Nelle mie orecchie sensibili un sibilo e una fastidiosa vibrazione interrompevano la mia lettura. Ero assorto tra parole struggenti e malinconiche che uscivano da pezzi di carta stropicciati. Era stata trattata male quella vita contenuta tra le pagine di un libro abbandonato nella cantina di Luci.

C’era andato un giorno per portare un po’ di caramelle al suo piccolo Frugoletto. Quella mattina c’era anche Titti che aveva sfornato per lei una buonissima ciambella che odorava di arancia, ricetta segreta della nostra comune amica  Hariel.

Luci doveva traslocare e smaltirne un po’ il contenuto e per questo motivo ognuno di noi portò via un oggetto che odorava di ricordo. Scelsi senza remore anche una tazza sbeccata che mi ricordava il liceo, quando ci preparavamo per il compito di matematica e bevevamo insulso tè del supermercato alternandolo a troppo caffè e bibite energetiche. Poi c’era questa vita di carta abbandonata per terra vicino a una piccola canoa distrutta. L’afferrai come attirato da qualcosa e mi girai la copertina tra le mani.

Non so neanche che libro sia, disse Luci ridendo ancora nel ricordo di quei pomeriggi passati tra calcolatrici e derivate.

Posso prenderlo? Sul treno non ho nulla da leggere.

Certo. L’abbraccio e un’altra fetta di ciambella buonissima tagliata da Titti e via verso il binario.

Non c’era nessuno. La nebbia scendeva e una vecchia avvolta in un montgomery  sporco di fango tirava tanti sacchetti di plastica. Rideva ma non mi domandai il perché.

Il sibilo diventò più fastidioso e la vibrazione più violenta. Il treno rumoreggiava e la luce arrivava sempre diversa a infastidire le pupille. Tirai giù la tenda. Entrò una suora.

Si sedette avanti a me ma non mi salutò. A capo chino toccava il rosario e mugugnava preghiere che non riuscivo a distinguere che si aggiungevano ai fastidiosi sibilo e vibrazione.

Biglietto, disse il controllore. Saccheggiai la tasca, trovando pure caramelle di cui non ero a conoscenza, e glielo porsi. Alla suora non disse nulla e andò via. Ritornai alla mia lettura sperando che almeno il rosario finisse presto quando venni distratto dal ritorno del controllore.

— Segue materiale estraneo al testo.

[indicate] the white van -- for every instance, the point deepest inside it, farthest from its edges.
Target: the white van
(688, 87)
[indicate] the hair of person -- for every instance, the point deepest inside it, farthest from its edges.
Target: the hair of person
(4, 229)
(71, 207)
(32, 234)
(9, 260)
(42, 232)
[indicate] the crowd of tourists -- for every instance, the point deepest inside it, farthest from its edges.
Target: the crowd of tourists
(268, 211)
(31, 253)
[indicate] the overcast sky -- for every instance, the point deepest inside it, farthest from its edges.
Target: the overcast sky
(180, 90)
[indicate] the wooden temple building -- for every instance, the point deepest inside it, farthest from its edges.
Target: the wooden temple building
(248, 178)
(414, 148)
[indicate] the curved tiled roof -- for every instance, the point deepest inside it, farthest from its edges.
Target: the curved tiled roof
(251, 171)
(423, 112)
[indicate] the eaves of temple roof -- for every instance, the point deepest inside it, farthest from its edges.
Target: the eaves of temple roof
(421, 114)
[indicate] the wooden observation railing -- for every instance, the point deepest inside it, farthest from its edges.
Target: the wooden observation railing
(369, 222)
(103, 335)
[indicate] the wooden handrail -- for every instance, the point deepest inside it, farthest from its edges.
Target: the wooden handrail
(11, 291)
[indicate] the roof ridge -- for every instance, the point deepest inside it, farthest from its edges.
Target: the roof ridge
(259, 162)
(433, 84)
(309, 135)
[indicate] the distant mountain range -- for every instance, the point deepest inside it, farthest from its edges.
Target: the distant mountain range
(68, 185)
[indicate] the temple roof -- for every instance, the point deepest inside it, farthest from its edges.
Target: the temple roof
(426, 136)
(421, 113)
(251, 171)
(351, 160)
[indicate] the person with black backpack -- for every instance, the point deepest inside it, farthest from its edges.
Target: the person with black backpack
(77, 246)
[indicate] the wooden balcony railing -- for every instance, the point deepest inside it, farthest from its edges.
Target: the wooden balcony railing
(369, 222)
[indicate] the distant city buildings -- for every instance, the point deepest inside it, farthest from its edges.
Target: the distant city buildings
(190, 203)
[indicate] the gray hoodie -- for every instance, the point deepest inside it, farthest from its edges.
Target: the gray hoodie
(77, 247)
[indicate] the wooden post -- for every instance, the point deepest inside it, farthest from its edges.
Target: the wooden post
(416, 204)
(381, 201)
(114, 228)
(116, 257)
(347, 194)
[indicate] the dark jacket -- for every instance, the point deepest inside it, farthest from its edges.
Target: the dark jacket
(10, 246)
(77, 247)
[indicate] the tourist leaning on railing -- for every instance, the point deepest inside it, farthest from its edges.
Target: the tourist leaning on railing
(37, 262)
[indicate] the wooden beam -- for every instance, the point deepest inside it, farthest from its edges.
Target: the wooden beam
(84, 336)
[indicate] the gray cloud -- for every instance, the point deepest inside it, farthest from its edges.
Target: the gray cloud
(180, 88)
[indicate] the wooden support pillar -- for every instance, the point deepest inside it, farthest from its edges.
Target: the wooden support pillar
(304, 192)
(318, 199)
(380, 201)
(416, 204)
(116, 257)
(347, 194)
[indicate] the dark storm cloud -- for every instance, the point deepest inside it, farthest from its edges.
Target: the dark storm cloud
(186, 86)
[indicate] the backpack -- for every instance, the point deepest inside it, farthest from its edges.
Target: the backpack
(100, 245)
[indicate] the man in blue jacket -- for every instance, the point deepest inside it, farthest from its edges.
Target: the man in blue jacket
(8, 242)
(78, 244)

Non disse nulla. Si sedette accanto alla sua suora e fissando il pavimento cominciò a passarsi tra le mani delle chiavi emettendo quel fastidioso tintinnio che si aggiunse al sibilo, alla vibrazione e alla nenia della suora. Non mi arresi e tentai di continuare a leggere.

C’è posto?

Era un nano con un frac che si affacciò dalla porta mostrando degli enormi dentoni, che stavano sotto dei baffoni folti un po’ all’insù. Nè la suora nè il controllore risposero, occupati a emettere rumori, ed io feci lo stesso ma in silenzio. Chinai il capo. Il Nano si sedette, estrasse due monetine e cominciò a sbatterle l’una contro l’altra fissando il pavimento.

Il tintinnio si aggiunse al sibilo, alla vibrazione, alla nenia della suora e allo sbattere delle chiavi. Esasperato chiusi il libro, li fissai gelido e mi sistemai il cappotto. Salutai per educazione e uscii.

Entrai in un altro scompartimento. Rimasi colpito dal fatto che ci fosse un controllore vestito da suora, un nano vestito da controllore e una suora vestita da nano. Nell’altro un controllore vestito da nano, una suora vestita da controllore e un nano vestito da me.

Sudato con il sibilo e la vibrazione all’orecchio che non mi abbandonava percorsi velocemente tutto lo scompartimento. C’erano sempre loro tre. Non si voltavano mai ma guardavano il pavimento. Le monete sbattevano più forti.  Le chiavi, talvolta giganti, mi assordavano mentre la nenia delle preghiere veniva urlata e a me non rimase che chiudermi in bagno in cerca di una ragione. Di una soluzione.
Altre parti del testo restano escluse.